In the 1850s Gustav Fechner rediscovered the same law, and recast it mathematically. This led him to an equation, which he called Weber’s law, but nowadays it is usually called Fechner’s law (or the Weber–Fechner law if you’re a purist). It states that the perceived sensation is proportional to the logarithm of the stimulus. Experiments suggested that this law applies not only to our sense of weight but to vision and hearing as well. If we look at a light, the brightness that we perceive varies as the logarithm of the actual energy output. If one source is ten times as bright as another, then the difference we perceive is constant, however bright the two sources really are. The same goes for the loudness of sounds: a bang with ten times as much energy sounds a fixed amount louder.
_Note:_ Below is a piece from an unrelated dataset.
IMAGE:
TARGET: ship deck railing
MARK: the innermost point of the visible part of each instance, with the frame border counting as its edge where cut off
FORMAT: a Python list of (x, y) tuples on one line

The Weber–Fechner law is not totally accurate, but it’s a good approximation. Evolution pretty much had to come up with something like a logarithmic scale, because the external world presents our senses with stimuli over a huge range of sizes. A noise may be little more than a mouse scuttling in the hedgerow, or it may be a clap of thunder; we need to be able to hear both. But the range of sound levels is so vast that no biological sensory device can respond in proportion to the energy generated by the sound. If an ear that could hear the mouse did that, then a thunderclap would destroy it. If it tuned the sound levels down so that the thunderclap produced a comfortable signal, it wouldn’t be able to hear the mouse. The solution is to compress the energy levels into a comfortable range, and the logarithm does exactly that. Being sensitive to proportions rather than absolutes makes excellent sense, and makes for excellent senses.
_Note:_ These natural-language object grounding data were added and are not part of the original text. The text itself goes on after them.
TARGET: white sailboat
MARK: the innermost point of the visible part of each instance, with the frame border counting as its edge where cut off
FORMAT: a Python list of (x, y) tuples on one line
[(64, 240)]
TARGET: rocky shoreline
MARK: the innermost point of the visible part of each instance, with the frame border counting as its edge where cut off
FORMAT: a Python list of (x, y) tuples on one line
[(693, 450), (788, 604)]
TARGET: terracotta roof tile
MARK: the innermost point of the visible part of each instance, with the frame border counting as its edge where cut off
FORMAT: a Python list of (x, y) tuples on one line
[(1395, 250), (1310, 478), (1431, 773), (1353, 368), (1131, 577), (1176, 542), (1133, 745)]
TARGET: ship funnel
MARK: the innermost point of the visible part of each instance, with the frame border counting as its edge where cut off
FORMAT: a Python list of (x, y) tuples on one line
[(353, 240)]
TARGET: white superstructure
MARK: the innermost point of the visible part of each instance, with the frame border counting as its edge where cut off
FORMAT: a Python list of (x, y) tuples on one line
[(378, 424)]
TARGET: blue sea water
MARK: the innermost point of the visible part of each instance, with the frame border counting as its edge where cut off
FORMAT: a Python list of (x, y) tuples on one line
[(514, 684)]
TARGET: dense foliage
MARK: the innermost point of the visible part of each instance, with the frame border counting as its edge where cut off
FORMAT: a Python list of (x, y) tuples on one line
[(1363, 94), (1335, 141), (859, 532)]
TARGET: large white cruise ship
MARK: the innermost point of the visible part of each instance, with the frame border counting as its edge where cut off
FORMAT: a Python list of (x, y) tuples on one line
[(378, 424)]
Our standard unit for noise, the decibel, encapsulates the Weber–Fechner law in a definition. It measures not absolute noise, but relative noise. A mouse in the grass produces about 10 decibels. Normal conversation between people a metre apart takes place at 40–60 decibels. An electric mixer directs about 60 decibels at the person using it. The noise in a car, caused by engine and tyres, is 60–80 decibels. A jet airliner a hundred metres away produces 110–140 decibels, rising to 150 at thirty metres. A vuvuzela (the annoying plastic trumpet-like instrument widely heard during the football World Cup in 2010 and brought home as souvenirs by misguided fans) generates 120 decibels at one metre; a military stun grenade produces up to 180 decibels.
Scales like these are widely encountered because they have a safety aspect. The level at which sound can potentially cause hearing damage is about 120 decibels. Please throw away your vuvuzela.